Par rapport à la conservation du palmier à huile traditionnel, il faut valoriser davantage les sous produits issus de cette essence. Ce sont des produits de première qualité dont il faut améliorer les méthodes de transformation et de conservation, avec un beau packaging et vendre sous un label qui leur donne plus de valeur. Même les consommateurs attendent cela, et ce sera un moyen viable, durable qui incitera  les femmes à s’investir dans les processus de préservation ou de gestion durable du palmier à huile traditionnel à partir de la base.

Il faudra aussi encourager les initiatives liées à la préservation, continuer la sensibilisation des femmes et aussi des hommes.  Sur le terrain, elles nous ont dit « nous avons besoin que vous madame vous veniez jusqu’à nos villages pour dire ce que vous êtes en train de dire là aux hommes, parce que quand nous leur parlons, ils ne nous écoutent pas, ils continuent toujours à couper, et si vous venez sur place, ils vont comprendre ce que vous êtes en train de dire comme nous vous comprenions tout à l’heure » ; donc, cette sensibilisation de proximité est extrêmement importante et attendue par les femmes.

Toujours par rapport au palmier à huile traditionnel, il faut qu’on améliore les technologies de transformation, de conservation et de conditionnement des sous produits en introduisant des technologies modernes dans l’obtention de l’huile de palme traditionnelle par exemple. Je pense que ces deux articulations seraient nécessaires pour promouvoir la gestion durable du palmier à huile traditionnel.

Je voudrais profiter de cette tribune pour lancer un vibrant appel à toutes les femmes qui sont dans les communautés pour leur dire qu’elles ne sont pas seules. Ensemble, nous pouvons mettre fin ou atténuer les conséquences qu’elles subissent aujourd’hui.
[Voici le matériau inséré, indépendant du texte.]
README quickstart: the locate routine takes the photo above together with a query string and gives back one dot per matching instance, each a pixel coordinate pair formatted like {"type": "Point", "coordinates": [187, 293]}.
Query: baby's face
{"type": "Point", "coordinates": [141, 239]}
Que ce soit au Cameroun, au Gabon, en RDC au Congo Brazza, en Côte d’Ivoire, au Nigeria au Sierra Leone, ensemble, nous pouvons mettre la pression sur ces compagnies qui détruisent la vie des femmes dans les communautés. De part les droits de l’homme, ces femmes ont le droit de vivre et de bien vivre. C’est inadmissible qu’elles deviennent des esclaves dans leur village. Si ces femmes ne peuvent vivre pleinement dans leur village,  elles auront difficilement une vie meilleure ailleurs. Une femme agricultrice à qui on a arraché la terre, il ne lui reste plus rien, peut-être certainement la mort. Mais, nous sommes ici pour produire la vie, et nous nous engageons à œuvrer pour que cette vie-là leur soit restituée.

Il faut impérativement une solidarité féminine forte, que ce soit au niveau national, ou international pour soutenir, accompagner ces femmes dans la défense de leurs espaces de vie.

J’interpelle donc les femmes d’Afrique et du monde afin qu’on se mobilise comme nous savons le faire dans des meetings politiques ou dans des églises pour défendre les intérêts des femmes, des familles détruites par les accaparements des terres. Il ne faut jamais se lasser quand on lutte pour une bonne cause. Rien ne doit nous arrêter. Soyons nombreuses à se mobiliser pour exprimer notre solidarité et soutenir toutes ces initiatives qui œuvrent pour la restauration de la dignité de la femme riveraine des exploitations de monocultures agricoles.

Oui nous devons !

Oui nous pouvons !

Oui nous gagnerons !

(1) Les quatre ateliers avec des femmes des communautés sur le palmier à huile traditionnel était une des recommandations résultant d´un atelier avec des femmes de différent pays d´Afrique et d´ailleurs sur l´expansion d´huile industrielle en Afrique et les impacts de cette expansion sur la vie des femmes, facilité et organisé par le RADD, en collaboration et avec d´appui de GRAIN, SEFE, CED et WRM, organisé à Mundemba, Cameroun en 2016 (voir la déclaration de Mundemba).